Why Risk Models Must Change
Our data show that adjustment for nonclinical SDS factors makes a risk model better at predicting which patients will actually be readmitted within 30 days after discharge. SDS enrichment also significantly reduces the variation in estimated readmission performance assessments, compared with standard CMS–Yale model specifications that are used to penalize hospitals under HRRP rules. Furthermore, our SDS-enriched models include factors that hospitals cannot easily modify under the existing set of parameters. According to some CMS officials, those parameters create structural barriers to reducing disparities in community-based care.

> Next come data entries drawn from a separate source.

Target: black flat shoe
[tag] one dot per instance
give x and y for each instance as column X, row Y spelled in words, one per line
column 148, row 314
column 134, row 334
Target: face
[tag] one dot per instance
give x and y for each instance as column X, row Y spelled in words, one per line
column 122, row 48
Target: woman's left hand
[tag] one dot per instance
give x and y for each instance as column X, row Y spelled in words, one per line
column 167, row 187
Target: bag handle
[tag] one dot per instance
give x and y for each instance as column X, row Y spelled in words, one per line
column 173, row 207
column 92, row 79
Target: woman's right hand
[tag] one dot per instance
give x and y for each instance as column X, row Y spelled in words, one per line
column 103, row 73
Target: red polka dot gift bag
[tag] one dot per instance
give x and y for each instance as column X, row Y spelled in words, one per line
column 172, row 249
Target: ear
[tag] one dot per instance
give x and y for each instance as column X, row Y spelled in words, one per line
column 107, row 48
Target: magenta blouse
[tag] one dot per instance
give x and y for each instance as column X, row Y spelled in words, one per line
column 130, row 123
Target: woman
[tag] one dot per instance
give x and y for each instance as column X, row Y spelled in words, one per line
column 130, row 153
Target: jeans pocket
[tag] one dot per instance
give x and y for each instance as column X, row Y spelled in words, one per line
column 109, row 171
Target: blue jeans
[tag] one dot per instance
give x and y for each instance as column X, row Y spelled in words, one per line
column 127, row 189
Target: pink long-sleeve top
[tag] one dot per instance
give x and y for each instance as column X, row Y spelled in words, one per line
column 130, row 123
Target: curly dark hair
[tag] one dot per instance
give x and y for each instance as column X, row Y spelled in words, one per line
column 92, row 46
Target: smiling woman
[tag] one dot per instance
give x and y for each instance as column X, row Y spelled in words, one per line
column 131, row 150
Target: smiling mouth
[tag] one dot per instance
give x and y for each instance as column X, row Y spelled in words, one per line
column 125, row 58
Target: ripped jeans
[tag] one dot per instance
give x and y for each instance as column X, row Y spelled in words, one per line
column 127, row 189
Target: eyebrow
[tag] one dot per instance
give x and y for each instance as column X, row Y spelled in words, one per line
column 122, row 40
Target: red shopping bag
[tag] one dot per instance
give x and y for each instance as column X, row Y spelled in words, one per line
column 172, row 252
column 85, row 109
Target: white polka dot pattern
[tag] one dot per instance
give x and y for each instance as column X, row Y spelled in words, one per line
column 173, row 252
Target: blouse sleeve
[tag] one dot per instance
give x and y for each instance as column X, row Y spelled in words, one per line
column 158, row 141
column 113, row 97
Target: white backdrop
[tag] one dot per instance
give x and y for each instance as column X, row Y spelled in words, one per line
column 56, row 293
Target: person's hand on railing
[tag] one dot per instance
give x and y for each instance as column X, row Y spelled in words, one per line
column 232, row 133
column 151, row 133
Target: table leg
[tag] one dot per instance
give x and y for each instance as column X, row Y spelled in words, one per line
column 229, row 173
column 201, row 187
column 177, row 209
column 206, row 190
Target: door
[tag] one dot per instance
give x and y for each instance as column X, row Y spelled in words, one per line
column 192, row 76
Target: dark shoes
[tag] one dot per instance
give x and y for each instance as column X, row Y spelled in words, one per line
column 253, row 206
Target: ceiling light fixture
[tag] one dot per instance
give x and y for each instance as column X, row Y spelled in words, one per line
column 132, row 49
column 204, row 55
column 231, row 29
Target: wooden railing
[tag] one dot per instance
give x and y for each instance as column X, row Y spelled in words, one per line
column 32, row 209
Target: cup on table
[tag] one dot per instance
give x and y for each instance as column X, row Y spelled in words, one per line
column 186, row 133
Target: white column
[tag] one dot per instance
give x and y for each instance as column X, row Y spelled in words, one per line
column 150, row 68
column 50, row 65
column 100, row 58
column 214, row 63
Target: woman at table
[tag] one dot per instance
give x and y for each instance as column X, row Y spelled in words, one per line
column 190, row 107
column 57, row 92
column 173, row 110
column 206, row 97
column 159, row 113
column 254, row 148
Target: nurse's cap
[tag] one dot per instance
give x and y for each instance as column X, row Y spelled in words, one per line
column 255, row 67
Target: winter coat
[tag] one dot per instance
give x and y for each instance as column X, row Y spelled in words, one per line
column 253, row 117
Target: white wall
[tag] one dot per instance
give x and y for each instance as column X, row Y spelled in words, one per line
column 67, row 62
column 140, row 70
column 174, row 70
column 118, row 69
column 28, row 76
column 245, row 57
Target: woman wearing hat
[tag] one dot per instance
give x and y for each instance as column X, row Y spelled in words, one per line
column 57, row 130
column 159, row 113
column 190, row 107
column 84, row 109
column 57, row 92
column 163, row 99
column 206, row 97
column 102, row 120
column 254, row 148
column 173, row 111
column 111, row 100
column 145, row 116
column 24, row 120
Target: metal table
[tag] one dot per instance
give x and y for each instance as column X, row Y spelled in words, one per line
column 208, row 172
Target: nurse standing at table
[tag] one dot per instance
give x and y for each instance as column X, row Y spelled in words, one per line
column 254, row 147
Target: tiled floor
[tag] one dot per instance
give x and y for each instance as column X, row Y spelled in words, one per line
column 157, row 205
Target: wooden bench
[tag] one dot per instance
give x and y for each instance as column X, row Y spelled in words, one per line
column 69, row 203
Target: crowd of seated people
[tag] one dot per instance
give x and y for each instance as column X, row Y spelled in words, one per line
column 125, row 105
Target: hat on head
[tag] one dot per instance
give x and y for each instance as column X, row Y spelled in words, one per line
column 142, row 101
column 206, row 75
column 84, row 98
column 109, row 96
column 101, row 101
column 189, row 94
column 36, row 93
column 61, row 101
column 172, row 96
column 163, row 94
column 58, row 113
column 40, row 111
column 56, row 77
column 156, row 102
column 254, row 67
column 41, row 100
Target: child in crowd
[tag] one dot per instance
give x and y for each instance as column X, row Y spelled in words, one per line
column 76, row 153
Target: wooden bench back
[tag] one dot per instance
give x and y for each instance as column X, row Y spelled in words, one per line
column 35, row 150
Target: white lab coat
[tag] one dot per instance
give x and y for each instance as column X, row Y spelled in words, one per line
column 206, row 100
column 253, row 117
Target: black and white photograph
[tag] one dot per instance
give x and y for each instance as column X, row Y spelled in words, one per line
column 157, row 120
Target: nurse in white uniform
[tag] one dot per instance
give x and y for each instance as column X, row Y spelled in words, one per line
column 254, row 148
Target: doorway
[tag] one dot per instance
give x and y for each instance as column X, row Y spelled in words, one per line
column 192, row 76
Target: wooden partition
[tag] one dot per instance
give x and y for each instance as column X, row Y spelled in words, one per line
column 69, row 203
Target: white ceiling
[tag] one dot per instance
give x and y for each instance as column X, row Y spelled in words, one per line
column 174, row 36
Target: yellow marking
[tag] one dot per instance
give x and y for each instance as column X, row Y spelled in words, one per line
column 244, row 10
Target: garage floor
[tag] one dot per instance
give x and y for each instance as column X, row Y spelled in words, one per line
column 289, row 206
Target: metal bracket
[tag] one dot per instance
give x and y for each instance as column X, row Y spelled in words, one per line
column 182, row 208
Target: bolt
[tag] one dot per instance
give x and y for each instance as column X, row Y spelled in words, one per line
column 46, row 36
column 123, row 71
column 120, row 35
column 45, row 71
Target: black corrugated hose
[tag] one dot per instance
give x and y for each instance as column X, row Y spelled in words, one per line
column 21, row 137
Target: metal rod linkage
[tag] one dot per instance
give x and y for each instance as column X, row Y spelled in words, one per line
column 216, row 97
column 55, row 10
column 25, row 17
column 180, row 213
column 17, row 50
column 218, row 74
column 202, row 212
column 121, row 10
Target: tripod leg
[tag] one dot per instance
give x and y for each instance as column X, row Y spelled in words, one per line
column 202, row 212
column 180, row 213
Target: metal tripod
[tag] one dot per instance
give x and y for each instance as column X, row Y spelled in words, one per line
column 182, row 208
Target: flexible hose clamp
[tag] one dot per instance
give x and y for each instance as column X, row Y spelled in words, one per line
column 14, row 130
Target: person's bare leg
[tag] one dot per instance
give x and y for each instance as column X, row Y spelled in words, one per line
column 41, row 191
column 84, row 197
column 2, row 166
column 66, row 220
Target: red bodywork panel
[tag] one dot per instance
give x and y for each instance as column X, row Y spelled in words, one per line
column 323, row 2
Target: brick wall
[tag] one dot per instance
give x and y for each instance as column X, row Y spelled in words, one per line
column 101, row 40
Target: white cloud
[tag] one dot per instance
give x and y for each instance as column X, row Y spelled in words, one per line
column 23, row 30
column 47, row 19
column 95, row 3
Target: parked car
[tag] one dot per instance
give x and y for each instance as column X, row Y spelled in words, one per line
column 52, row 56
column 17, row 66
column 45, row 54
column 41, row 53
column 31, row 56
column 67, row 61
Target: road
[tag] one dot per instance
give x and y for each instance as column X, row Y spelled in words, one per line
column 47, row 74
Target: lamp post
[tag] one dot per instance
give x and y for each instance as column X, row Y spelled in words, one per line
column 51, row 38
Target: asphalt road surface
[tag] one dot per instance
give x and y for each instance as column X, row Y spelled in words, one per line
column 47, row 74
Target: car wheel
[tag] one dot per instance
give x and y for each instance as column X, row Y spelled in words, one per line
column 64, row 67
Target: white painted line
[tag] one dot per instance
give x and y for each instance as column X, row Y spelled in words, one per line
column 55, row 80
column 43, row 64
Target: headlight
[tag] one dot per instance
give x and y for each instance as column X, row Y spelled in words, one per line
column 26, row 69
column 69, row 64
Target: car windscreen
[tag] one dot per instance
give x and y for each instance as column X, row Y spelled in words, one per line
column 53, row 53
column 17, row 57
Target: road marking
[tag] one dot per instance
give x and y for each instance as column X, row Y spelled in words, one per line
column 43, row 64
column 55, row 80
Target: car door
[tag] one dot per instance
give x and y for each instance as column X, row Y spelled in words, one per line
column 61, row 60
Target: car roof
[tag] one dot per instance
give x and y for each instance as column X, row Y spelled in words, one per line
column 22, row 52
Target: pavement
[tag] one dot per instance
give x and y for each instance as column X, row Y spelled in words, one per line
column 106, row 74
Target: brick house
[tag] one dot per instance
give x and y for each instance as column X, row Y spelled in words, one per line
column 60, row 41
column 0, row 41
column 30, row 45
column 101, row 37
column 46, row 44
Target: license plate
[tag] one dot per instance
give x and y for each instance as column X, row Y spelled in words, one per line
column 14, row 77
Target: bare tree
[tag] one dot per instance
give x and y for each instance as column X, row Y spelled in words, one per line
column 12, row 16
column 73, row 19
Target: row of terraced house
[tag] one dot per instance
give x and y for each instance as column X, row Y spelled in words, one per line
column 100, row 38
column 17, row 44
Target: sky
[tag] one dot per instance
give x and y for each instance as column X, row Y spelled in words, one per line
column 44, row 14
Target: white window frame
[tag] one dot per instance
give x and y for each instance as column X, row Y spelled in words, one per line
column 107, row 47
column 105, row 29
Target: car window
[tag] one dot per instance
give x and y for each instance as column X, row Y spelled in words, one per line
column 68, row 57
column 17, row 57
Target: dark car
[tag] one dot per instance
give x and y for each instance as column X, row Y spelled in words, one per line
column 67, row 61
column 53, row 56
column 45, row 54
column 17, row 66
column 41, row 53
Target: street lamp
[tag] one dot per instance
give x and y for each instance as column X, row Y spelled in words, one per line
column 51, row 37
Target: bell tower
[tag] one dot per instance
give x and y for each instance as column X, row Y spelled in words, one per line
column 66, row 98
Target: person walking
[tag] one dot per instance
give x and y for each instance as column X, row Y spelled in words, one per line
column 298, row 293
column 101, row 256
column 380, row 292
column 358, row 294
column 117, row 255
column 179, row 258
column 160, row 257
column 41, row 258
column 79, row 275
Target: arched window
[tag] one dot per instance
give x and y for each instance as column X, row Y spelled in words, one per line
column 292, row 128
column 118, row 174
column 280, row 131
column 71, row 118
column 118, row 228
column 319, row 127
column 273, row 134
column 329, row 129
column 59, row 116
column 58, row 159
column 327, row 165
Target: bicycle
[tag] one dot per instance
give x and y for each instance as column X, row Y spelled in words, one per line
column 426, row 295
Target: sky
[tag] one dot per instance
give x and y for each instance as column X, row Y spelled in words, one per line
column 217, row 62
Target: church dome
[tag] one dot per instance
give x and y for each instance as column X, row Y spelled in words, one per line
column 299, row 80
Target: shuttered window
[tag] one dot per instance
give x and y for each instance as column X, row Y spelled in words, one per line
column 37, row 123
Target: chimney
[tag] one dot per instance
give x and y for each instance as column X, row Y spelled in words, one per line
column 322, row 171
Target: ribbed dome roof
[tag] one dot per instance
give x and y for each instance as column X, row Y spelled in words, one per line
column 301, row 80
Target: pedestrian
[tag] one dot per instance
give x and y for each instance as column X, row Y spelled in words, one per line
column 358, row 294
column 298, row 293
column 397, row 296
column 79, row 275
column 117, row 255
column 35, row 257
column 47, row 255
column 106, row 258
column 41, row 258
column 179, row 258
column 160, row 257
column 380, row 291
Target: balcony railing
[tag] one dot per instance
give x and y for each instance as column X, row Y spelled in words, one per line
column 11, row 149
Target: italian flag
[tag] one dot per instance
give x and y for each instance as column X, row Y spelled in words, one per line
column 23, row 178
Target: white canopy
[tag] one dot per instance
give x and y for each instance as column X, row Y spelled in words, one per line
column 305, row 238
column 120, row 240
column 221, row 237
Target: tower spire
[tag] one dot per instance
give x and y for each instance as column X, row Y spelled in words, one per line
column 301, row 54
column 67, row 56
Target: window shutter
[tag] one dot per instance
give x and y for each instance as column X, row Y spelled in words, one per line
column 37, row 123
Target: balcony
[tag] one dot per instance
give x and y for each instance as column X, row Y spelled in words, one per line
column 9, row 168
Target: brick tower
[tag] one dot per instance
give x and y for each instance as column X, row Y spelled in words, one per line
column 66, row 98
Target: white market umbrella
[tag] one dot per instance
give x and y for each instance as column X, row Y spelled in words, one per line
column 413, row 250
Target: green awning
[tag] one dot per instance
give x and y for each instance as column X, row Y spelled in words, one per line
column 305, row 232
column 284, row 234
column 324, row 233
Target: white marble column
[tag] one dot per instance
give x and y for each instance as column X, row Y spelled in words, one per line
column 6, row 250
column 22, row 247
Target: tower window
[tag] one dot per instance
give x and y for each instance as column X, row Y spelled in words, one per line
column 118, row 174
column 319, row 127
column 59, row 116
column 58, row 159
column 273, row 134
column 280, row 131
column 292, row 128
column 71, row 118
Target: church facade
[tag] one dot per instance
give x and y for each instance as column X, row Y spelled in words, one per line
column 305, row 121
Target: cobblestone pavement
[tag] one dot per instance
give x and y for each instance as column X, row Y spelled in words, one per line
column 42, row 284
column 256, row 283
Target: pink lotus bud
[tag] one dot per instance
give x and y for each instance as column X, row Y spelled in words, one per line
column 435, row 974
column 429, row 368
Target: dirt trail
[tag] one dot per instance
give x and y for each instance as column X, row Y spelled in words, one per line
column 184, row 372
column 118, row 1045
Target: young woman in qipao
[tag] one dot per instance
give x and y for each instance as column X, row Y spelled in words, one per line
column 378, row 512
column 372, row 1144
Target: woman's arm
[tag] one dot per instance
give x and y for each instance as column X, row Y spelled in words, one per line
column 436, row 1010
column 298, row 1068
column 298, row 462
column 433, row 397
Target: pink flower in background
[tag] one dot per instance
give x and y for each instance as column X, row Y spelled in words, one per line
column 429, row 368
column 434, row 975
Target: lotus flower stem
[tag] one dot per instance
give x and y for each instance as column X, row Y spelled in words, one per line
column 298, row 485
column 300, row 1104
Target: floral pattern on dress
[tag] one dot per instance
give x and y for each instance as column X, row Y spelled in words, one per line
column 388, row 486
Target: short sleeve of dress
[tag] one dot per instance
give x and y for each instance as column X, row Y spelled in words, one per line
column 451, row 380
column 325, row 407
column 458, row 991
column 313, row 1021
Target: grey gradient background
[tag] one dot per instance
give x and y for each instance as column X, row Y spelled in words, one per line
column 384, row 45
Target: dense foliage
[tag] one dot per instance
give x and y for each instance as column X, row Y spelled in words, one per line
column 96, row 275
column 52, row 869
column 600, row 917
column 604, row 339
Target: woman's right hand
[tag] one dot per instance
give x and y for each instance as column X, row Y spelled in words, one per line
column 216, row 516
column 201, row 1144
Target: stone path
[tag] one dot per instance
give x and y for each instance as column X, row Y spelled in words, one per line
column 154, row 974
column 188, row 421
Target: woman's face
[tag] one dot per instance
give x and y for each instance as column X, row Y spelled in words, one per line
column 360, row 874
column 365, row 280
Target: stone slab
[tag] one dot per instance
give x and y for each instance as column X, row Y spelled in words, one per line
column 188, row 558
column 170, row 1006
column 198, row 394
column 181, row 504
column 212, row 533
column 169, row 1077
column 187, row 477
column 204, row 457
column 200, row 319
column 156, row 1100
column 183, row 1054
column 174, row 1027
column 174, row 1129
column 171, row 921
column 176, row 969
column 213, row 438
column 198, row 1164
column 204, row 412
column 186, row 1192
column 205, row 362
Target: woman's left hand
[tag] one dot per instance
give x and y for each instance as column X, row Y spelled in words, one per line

In its January 2016 Guide to Preventing Readmissions Among Racially and Ethnically Diverse Medicare Beneficiaries, CMS openly acknowledged the higher readmission rates for racial and ethnic minorities, as well as patients with social complexities. The Guide makes clear that two hospitals of equal quality but unequal SDS mix will face different penalties under the HRRP. This disconnect between CMS’s rhetoric and policy has recently enticed Congress to insert itself into the debate.
Nevertheless, NQF’s 2-year trial period to assess the influence of social determinants on readmissions has yielded unanimous recommendations, by measure developers at Yale–CORE, for continued exclusion of these factors despite strong, statistically significant effects of the tested SDS variables. The CHF model, for example, was tested and recommended for endorsement with continued exclusion of SDS variables, even though those variables showed stronger risk prediction than did diabetes and malnutrition.
More recently, in their article “Accounting for Patients’ Socioeconomic Status Does Not Change Hospital Readmission Rates,” Yale–CORE researchers found that including SDS risk adjustments would reduce by 3% to 4% the number of safety-net hospitals that the HRRP penalizes. That may seem like a small reduction, but it was achieved by including only one variable indicative of median income by ZIP code — and it would result in fewer penalties for 65 hospitals that treat low-income patients and typically operate on razor-thin margins. For those hospitals, the title of the Yale–CORE researchers’ article does not seem apt: Accounting for patients’ socioeconomic status does change hospital readmission rates.
And in an independent study of neighborhood-level factors on health outcomes for CHF patients, Yale–CORE researchers found a significant association between readmission risk and the socioeconomic status of patients’ communities. Results from that study and from our analysis of the MHA’s SDS-enriched readmission models reveal the significant effect of social determinants and community variables on health outcomes. If hospitals’ ability to mediate these factors is limited, or if structural barriers prevent hospitals from addressing the upstream effects of social factors on health outcomes, it is common sense to account for them in determining penalties under the HRRP. Without such change, the disease of poverty will fester.